Optimization of Whole-Genome Resequencing Depth for High-Throughput SNP Genotyping in Litopenaeus vannamei

The application of whole-genome resequencing in genetic research is rapidly expanding, yet the impact of sequencing depth on data quality and variant detection remains unclear, particularly in aquaculture species. This study re-sequenced 31 Litopenaeus vannamei (L. vannamei) samples at over 28× sequencing depth using the Illumina NovaSeq system and down-sampled the data to simulate depths from 0.5× to 20×. Results showed that when the sequencing depth was below 10×, the number of SNP identifications increased sharply with the rise in depth, with single nucleotide polymorphisms (SNPs) detected at 10× accounting for approximately 69.16% of those detected at 20×. The genotyping accuracy followed a similar trend to SNP detection results, being approximately 0.90 at 6×. Further analyses showed that the main cause of genotyping errors was the misidentification of heterozygous variants as homozygous variants.
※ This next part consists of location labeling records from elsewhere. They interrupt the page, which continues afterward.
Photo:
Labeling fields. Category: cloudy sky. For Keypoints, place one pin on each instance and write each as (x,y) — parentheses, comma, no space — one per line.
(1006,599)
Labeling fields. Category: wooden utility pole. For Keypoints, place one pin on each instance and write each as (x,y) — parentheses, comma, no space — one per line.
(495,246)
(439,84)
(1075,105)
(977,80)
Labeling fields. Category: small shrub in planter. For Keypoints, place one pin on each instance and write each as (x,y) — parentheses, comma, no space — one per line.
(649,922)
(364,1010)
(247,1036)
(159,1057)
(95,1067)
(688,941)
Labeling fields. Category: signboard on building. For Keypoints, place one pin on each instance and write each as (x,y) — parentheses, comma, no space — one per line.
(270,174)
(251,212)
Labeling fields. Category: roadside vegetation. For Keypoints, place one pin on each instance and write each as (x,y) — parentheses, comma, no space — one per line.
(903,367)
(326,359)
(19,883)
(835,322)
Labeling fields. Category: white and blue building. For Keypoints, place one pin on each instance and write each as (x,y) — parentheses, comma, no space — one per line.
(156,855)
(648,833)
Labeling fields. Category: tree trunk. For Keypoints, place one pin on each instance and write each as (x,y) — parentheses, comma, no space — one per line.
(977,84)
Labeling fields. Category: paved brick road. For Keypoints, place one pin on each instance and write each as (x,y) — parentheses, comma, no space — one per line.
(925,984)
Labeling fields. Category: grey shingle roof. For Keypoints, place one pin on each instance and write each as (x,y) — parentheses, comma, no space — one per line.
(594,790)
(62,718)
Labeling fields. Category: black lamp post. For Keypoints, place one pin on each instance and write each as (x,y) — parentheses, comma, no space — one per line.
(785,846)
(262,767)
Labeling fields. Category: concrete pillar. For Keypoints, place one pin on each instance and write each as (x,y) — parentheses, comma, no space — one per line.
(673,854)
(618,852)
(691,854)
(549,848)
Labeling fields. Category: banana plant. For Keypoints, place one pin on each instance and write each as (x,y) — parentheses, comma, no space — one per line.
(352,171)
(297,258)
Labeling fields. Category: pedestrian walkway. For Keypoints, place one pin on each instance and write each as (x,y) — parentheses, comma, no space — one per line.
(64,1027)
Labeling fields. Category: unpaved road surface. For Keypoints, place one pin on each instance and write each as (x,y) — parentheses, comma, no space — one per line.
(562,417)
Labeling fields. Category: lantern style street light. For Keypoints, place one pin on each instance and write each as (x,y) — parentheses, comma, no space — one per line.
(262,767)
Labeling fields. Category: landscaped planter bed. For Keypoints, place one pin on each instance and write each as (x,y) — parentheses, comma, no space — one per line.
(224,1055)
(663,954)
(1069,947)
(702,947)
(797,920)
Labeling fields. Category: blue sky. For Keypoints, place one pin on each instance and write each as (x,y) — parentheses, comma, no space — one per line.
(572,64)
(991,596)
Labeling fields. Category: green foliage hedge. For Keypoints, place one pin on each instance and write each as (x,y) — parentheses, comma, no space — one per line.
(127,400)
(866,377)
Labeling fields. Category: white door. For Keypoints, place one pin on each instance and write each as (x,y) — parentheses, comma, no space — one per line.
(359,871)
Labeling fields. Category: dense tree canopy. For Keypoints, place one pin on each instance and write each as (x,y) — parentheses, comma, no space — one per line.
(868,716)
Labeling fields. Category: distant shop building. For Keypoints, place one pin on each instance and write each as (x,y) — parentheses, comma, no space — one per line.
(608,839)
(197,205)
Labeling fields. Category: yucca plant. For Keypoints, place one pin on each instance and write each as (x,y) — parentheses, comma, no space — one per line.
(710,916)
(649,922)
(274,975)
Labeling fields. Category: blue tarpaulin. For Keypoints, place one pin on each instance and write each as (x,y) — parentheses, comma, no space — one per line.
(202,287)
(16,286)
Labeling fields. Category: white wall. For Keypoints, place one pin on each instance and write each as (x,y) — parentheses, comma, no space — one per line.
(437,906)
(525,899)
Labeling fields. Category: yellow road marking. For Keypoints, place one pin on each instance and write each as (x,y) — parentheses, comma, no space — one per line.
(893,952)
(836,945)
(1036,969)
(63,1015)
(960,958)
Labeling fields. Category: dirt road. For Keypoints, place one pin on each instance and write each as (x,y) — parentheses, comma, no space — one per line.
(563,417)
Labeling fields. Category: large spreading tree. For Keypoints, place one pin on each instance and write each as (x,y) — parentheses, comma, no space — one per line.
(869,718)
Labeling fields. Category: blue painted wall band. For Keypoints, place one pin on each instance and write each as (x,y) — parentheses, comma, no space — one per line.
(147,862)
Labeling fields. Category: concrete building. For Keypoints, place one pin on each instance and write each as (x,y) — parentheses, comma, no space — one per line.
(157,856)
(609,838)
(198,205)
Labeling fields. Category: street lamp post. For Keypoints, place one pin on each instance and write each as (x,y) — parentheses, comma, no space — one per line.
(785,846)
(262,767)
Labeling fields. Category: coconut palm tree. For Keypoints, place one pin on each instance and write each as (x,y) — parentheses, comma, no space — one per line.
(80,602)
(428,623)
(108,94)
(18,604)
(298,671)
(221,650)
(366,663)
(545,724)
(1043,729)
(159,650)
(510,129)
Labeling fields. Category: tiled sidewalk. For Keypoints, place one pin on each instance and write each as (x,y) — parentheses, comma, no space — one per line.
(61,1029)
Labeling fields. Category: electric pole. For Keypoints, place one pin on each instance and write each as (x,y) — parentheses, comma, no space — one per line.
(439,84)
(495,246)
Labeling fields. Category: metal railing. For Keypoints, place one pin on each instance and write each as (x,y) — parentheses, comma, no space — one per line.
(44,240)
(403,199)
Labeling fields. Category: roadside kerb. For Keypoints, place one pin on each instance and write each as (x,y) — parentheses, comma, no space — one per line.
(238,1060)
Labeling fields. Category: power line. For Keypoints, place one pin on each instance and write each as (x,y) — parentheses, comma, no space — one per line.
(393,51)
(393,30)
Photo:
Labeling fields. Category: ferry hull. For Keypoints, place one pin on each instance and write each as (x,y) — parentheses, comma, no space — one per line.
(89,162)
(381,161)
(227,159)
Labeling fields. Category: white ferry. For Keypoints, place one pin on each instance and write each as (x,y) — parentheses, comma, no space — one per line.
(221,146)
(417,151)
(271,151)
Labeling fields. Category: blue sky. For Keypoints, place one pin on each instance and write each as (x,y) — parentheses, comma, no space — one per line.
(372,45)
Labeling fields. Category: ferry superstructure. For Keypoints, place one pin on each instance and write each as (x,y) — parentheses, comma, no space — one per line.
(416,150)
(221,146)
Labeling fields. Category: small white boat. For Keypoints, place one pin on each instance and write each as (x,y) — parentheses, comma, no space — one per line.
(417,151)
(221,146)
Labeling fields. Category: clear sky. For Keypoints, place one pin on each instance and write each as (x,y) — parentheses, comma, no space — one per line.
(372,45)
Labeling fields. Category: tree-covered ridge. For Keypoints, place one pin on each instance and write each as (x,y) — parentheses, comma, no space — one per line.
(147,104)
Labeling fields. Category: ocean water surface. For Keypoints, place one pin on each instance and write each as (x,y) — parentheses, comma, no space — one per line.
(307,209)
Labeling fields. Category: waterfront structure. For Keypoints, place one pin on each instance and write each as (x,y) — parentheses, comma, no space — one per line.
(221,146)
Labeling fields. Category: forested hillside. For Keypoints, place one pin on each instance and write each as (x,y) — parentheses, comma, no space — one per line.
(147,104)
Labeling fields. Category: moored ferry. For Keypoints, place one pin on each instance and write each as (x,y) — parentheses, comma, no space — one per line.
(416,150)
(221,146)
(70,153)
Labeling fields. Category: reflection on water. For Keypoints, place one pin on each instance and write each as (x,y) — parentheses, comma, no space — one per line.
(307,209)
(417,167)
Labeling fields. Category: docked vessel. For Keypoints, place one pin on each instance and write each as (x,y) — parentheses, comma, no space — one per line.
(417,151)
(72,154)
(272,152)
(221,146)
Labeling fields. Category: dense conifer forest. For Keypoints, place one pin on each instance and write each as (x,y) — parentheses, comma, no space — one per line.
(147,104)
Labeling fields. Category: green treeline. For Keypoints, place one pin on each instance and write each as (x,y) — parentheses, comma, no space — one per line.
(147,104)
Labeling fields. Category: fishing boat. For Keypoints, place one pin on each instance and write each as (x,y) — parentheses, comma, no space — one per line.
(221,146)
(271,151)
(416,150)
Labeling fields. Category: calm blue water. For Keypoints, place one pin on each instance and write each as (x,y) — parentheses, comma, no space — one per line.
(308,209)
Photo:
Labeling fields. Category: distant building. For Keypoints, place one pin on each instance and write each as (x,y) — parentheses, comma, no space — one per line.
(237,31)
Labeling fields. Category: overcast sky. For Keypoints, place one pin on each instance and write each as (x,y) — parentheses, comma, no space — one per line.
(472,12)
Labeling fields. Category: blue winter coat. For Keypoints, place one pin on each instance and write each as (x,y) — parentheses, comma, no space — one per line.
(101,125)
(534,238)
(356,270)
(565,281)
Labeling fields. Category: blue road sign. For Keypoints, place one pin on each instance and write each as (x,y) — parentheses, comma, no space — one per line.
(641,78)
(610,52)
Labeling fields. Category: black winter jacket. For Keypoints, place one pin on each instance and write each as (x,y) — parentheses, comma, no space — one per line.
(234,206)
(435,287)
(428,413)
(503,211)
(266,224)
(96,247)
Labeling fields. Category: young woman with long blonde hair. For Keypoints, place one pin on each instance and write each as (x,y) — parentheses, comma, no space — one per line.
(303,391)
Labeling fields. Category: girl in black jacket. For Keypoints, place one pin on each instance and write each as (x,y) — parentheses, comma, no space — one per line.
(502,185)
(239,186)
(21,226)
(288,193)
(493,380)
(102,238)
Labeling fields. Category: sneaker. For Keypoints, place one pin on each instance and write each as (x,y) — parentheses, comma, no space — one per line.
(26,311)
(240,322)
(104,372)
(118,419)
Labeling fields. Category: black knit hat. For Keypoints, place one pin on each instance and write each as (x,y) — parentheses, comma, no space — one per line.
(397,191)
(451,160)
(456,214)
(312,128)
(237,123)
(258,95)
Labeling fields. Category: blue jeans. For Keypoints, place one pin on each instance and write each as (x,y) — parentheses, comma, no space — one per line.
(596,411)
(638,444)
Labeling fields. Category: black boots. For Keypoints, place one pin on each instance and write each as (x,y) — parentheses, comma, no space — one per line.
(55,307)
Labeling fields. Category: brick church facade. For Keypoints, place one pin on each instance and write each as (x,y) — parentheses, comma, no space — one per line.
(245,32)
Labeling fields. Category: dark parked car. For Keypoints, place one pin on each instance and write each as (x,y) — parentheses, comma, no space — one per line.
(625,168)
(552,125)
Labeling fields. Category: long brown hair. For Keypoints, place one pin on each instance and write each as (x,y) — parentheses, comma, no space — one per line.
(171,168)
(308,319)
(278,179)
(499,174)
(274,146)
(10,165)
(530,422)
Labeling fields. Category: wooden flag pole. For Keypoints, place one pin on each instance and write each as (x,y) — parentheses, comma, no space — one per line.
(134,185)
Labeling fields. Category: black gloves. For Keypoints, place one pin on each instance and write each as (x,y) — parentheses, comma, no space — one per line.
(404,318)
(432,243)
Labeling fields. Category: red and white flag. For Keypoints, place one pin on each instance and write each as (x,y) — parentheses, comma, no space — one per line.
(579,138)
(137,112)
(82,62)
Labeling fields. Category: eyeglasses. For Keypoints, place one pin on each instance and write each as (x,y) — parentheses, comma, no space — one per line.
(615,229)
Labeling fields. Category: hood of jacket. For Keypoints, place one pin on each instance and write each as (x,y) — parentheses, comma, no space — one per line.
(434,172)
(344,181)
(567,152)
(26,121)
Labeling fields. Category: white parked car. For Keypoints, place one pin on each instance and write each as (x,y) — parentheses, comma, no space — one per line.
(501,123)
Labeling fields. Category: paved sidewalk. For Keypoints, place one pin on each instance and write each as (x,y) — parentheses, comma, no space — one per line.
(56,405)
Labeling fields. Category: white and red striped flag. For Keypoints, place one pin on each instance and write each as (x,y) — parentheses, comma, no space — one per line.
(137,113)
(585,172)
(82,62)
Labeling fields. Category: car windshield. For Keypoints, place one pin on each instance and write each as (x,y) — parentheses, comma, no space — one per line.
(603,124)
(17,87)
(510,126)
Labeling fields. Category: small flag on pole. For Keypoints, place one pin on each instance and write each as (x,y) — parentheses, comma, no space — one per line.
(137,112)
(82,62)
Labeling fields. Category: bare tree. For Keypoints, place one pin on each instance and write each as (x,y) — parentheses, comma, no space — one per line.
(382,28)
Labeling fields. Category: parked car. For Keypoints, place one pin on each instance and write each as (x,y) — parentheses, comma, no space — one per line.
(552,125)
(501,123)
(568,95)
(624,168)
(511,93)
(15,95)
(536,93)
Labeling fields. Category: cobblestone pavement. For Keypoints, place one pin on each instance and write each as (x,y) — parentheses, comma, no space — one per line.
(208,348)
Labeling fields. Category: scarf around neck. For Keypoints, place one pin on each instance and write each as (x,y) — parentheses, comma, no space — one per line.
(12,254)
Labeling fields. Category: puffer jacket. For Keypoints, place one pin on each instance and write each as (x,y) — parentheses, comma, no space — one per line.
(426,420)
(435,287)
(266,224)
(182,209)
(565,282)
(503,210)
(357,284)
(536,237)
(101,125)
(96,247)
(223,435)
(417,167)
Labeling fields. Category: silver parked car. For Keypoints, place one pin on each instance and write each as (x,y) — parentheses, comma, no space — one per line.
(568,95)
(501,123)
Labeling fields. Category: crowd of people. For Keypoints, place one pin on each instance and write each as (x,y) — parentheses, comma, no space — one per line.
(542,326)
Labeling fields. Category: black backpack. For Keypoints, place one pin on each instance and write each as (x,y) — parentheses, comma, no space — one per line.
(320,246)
Therefore, considering both the quantity and quality of SNPs, a sequencing depth of 10× is recommended for whole-genome studies and genetic mapping, while a depth of 6× is more cost-effective for population structure analysis. This study underscores the importance of selecting optimal sequencing depth to ensure reliable variant detection and high data quality, providing valuable guidance for whole-genome resequencing in shrimp and other aquatic species.